Closing the reality gap
One of the challenges, however, is the discrepancy between what is in the real world and what is in the simulator, Handa said.
“Due to the imprecise simulation modules and lack of high fidelity replication of real-world scenes, policies learned in simulations often cannot be directly applied on real-world systems, a phenomenon that is also known as the reality gap,” the researchers state in their paper. “In this work, we focus on closing the reality gab by learning policies on distributions of simulated scenarios that are optimized for a better policy transfer.”
Using a cluster of 64 NVIDIA Tesla V100 GPUs, with the cuDNN-accelerated TensorFlow deep learning framework, NVIDIA researchers trained a robot to perform two tasks – placing a peg in a hole, and opening a drawer.
For the simulation, the team used the NVIDIA FleX physics engine to simulate and develop the SimOpt algorithm, described in its research work. For both tasks, the robot learns from more than 9,600 simulations each, for about 1.5 to 2 hours, allowing it to swing a peg into a hole and open the drawer accurately.
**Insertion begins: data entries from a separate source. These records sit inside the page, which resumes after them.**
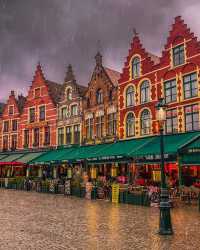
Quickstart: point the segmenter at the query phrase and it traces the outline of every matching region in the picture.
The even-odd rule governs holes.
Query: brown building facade
[[[83,96],[86,87],[77,84],[72,66],[69,65],[63,84],[64,94],[58,104],[57,144],[81,144]]]
[[[95,56],[96,65],[83,102],[83,142],[101,143],[117,139],[118,79],[120,73],[102,64],[102,55]]]

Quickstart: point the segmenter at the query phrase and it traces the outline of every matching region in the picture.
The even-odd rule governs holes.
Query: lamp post
[[[172,235],[172,224],[170,214],[170,202],[169,193],[165,180],[165,159],[164,159],[164,123],[166,120],[166,104],[163,98],[159,99],[156,105],[157,109],[157,120],[160,130],[160,155],[161,155],[161,194],[160,194],[160,222],[159,222],[159,234],[160,235]]]

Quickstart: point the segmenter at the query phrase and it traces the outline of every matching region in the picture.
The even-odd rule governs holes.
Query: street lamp
[[[165,181],[165,159],[164,159],[164,123],[166,121],[166,104],[163,98],[159,99],[156,109],[157,109],[157,121],[160,130],[160,155],[161,155],[161,193],[160,193],[160,222],[159,222],[159,234],[160,235],[172,235],[172,224],[171,224],[171,214],[170,214],[170,202],[169,193]]]

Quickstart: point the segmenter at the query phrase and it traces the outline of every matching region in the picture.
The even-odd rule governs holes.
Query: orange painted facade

“Closing the simulation to reality transfer loop is an important component for a robust transfer of robotic policies,” the researchers stated. “In this work, we demonstrated that adapting simulation randomization using real world data can help in learning simulation parameter distributions that are particularly suited for a successful policy transfer without the need for exact replication of the real world environment.”